En bref
- Lanterns rappelle le potentiel de Nancy Drew
- La série de The CW visait plus sombre
- Son problème majeur, c’était surtout la chaîne
On ne range pas spontanément Lanterns et Nancy Drew dans la même case. Et pourtant. L’une est un polar spatial tiré de DC Comics, l’autre une adaptation d’héroïne jeunesse passée par The CW. Mais les deux reposent sur la même idée, prendre un univers connu, le dépouiller de sa couche la plus rassurante, puis le recadrer en mystère sombre.
Deux séries que tout oppose, sauf l’essentiel
Chez HBO, Lanterns, créée par Chris Mundy, Damon Lindelof et Tom King, dépasse les attentes initiales avec une enquête autour d’un meurtre à Rushville, dans le Nebraska. Au centre, Hal Jordan et John Stewart, des gardiens de la paix interstellaires ramenés sur terre, dans une affaire qui pourrait avoir des liens extraterrestres.

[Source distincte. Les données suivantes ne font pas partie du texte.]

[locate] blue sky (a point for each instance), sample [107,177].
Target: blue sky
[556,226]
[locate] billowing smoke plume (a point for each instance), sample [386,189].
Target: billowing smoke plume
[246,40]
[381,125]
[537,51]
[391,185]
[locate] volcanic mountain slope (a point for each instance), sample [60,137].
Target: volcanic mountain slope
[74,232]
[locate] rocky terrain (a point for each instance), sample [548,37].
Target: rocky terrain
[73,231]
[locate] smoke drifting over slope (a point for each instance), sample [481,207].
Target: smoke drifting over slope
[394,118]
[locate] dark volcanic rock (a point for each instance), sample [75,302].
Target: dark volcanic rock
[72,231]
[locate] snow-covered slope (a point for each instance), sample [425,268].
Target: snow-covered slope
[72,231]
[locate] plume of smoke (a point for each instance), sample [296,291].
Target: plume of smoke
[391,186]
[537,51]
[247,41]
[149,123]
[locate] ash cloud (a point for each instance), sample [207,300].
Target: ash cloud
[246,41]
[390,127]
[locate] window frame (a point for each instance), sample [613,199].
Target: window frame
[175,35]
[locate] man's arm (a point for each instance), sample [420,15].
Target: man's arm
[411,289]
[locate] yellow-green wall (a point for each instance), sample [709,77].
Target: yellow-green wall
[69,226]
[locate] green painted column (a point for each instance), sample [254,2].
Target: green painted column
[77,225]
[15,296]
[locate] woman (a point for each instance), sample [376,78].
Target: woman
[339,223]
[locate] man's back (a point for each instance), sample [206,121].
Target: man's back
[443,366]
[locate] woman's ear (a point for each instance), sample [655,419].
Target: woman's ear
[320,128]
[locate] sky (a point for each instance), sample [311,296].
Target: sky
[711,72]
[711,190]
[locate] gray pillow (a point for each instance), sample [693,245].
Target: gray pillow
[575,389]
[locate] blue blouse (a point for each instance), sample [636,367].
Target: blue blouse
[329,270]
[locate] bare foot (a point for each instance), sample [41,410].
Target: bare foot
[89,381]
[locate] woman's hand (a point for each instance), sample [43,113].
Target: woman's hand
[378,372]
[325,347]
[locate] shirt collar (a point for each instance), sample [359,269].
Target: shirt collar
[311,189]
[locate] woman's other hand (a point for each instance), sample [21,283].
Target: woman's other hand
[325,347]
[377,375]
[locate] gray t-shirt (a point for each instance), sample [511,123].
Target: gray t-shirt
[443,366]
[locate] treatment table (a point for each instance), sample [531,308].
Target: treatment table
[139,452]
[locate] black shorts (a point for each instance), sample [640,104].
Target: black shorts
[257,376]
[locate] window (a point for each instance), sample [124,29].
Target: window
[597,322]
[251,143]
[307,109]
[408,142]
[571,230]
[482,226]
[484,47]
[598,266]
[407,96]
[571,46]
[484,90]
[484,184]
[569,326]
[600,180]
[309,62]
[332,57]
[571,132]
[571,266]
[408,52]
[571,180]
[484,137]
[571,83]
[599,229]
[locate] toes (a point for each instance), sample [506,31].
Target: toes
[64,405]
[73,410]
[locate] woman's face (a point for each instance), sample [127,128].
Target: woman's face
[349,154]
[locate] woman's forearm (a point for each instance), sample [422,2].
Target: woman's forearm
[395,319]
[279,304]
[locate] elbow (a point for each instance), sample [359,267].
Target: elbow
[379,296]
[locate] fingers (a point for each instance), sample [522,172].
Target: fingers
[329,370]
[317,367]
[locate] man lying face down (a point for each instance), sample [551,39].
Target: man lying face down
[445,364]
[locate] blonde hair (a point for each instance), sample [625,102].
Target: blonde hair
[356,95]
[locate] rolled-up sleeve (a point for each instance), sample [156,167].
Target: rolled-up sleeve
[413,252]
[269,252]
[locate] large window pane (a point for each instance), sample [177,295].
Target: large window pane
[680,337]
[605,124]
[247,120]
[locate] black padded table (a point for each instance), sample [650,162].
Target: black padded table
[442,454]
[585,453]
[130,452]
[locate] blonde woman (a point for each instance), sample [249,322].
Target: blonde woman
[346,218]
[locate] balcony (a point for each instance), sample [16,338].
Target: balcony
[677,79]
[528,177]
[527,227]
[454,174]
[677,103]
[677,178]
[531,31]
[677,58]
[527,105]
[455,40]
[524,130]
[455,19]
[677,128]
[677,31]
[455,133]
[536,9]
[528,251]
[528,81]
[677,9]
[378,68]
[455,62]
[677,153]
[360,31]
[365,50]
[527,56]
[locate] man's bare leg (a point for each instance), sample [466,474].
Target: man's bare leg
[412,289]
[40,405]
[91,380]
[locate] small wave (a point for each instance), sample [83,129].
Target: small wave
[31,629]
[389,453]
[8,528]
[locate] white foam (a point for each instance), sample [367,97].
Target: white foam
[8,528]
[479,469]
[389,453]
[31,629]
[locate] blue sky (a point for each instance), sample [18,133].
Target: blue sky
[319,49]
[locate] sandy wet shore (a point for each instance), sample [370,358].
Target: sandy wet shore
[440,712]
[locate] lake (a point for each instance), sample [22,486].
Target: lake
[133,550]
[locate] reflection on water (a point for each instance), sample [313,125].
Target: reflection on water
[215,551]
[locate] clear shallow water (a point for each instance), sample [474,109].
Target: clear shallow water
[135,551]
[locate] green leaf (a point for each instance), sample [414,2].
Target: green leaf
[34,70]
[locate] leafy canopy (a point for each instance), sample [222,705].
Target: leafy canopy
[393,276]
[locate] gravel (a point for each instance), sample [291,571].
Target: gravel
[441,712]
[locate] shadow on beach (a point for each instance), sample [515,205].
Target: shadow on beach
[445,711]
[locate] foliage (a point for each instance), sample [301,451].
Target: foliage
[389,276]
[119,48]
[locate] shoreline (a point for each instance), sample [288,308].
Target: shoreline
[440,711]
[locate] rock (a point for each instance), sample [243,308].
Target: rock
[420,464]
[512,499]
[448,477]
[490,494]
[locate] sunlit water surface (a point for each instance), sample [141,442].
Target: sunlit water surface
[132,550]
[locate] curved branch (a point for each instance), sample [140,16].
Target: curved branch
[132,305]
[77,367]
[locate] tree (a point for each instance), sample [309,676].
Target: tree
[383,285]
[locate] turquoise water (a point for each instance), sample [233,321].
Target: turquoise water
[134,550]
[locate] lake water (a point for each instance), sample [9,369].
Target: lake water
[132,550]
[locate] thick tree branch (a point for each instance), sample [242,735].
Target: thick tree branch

Ce qui frappe, ce n’est pas juste le vernis comics. C’est la manière dont la série complique ses héros, les rend parfois antipathiques, et fait de Rushville un décor plein d’angles morts. Pas un village carte postale. Une ville avec des fissures.
Nancy Drew avait déjà cassé son image lisse
De son côté, Nancy Drew avait tenté quelque chose d’assez proche. La série est passée par CBS, puis NBC, avant d’atterrir sur The CW en 2018 pour une commande de pilote, puis de série en 2019. À l’écran, on suivait une Nancy de 18 ans, jouée par Kennedy McMann, qui repousse son départ pour l’université de Columbia après la mort de sa mère.
Elle reste dans sa ville natale, travaille au restaurant le Claw, et se retrouve mêlée à l’enquête sur le meurtre de la mondaine Tiffany Hudson. Avec ses collègues, elle doit aussi se disculper. Et en creusant, le groupe tombe sur une vieille affaire non résolue liée à une légende urbaine.
Puis la série glisse plus loin dans le surnaturel, les secrets familiaux et une noirceur franchement inattendue. Oui, il y avait du mélodrame, parfois du kitsch. Mais quand même, sous cette couche très CW, il y avait une vraie proposition.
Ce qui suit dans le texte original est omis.